You've probably heard of duck confit, a traditional method of French cooking that turns a duck leg into a work of culinary art. But did you know you can confit fruit and vegetables, too?

While French traditionalists may turn their nose up at confiting anything but meat, Epicurious says that cooks from Molly Baz to Samin Nosrat are obsessed with cooking veg via the confit method. They smother veggies like eggplant, green beans, or cherry tomatoes with olive oil poured with a heavy hand. Adding aromatics — think garlic, chiles, currants, or basil — further enhances the flavor. Then, cook it low and slow, no more than 200 F, says Serious Eats.

Fruit confit forgoes fat for sugar syrup. While Food52 explains that a true fruit confit requires the fruit to be dried first, you can make a quick version by cooking it slowly in the sweet syrup. Adding spices and wine during the process creates more depth of flavor. While they sound similar, confit, with its low and slow method, takes longer to cook than a compote, which is cooked much quicker. Foodiosity points out compote is similar to canned fruit, while jams and jellies are a form of confit.

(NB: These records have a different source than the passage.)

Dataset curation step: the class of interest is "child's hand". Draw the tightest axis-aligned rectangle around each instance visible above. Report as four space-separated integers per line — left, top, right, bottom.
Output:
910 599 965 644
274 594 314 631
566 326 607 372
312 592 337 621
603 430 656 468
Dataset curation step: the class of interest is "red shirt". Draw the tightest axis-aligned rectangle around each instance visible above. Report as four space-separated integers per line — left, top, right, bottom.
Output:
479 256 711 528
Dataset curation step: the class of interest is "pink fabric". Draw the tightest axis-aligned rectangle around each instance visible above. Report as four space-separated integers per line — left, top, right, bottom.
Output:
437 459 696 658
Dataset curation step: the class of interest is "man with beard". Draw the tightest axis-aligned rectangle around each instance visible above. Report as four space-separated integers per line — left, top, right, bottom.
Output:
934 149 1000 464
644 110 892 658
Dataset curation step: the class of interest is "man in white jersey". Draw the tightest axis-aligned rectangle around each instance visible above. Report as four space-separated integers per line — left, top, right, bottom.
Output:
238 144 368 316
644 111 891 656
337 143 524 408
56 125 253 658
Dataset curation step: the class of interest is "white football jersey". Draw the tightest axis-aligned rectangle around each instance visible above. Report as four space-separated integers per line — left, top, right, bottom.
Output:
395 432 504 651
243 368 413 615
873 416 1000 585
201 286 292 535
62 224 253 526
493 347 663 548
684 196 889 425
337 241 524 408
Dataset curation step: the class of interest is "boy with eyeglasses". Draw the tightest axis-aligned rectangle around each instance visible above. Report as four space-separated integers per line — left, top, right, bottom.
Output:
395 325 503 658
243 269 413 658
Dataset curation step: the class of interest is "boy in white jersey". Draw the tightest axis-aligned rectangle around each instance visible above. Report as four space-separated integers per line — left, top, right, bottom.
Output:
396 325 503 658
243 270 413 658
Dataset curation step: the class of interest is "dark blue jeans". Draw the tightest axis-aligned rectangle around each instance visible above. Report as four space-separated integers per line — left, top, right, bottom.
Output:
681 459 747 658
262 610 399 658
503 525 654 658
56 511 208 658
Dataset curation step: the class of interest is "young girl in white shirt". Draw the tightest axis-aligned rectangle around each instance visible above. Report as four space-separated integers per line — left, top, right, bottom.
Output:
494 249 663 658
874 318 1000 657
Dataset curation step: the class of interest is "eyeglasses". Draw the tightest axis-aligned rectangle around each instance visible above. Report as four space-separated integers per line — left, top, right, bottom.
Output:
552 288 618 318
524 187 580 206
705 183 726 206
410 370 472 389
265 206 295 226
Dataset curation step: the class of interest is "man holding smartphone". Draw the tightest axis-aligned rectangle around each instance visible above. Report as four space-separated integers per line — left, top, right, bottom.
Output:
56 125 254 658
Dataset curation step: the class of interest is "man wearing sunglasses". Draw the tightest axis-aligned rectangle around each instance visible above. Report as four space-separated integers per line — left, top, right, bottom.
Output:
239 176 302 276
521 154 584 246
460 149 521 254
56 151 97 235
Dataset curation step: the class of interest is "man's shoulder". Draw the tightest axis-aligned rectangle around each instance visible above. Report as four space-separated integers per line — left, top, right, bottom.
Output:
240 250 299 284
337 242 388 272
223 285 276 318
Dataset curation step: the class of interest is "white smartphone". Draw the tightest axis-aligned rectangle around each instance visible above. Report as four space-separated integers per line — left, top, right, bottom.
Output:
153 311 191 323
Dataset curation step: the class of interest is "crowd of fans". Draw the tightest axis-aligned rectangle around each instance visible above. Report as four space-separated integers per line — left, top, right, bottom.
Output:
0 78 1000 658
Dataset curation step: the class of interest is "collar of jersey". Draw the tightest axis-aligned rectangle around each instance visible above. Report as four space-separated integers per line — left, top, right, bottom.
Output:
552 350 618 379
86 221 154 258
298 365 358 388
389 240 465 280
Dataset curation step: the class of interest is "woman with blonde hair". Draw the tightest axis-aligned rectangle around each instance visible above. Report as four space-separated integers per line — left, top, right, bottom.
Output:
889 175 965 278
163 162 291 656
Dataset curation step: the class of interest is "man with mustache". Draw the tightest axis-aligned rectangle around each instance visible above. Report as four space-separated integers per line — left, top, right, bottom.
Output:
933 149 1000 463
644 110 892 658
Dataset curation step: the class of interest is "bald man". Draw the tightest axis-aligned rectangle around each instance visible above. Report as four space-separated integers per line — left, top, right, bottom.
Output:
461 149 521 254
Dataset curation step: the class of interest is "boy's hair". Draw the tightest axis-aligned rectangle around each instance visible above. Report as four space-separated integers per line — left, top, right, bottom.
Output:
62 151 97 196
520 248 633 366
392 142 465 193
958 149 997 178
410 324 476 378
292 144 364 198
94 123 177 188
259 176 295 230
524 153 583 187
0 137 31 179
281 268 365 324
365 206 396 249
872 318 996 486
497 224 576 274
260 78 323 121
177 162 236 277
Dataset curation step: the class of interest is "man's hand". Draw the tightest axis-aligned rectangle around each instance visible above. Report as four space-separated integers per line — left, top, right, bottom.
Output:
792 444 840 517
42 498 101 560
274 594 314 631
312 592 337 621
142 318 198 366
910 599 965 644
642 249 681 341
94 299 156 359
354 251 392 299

Enhance the flavor of fruit and veg via confit

Coming from the French word "confire," which means to preserve, according to Food52, confit originated in Gascony in the southwest of France (via D'artagnan). After salt curing either duck or goose, the meat was cooked in a bath of fat over low heat. The fat served as an added preservation method. After cooking, the layer of fat that remained over the meat kept bacteria out. But it also served as a way to seal in deliciousness. Thomas Keller, writing for MasterClass, explains that the salt cure pulled the water in the meat out while the slow method of cooking filled those empty cells with fat, rendering it tender and more flavorful.

Apart from simplicity — What could be easier than tossing your veg in an oil bath before popping it in the oven? — confit not only preserves the food, but also imparts even more flavor during the cooking process. Like the moisture that is replaced with fat while curing, We're Smart explains that while cooking in the oil or syrup more water is cooked out of the vegetable or fruit and replaced with the fat or syrup, making the flavor even more intense.

Even though the cooking temp is low enough to avoid burning, overcooking can happen, so keep it under 12 hours to avoid a gelatinous goo (via MasterClass).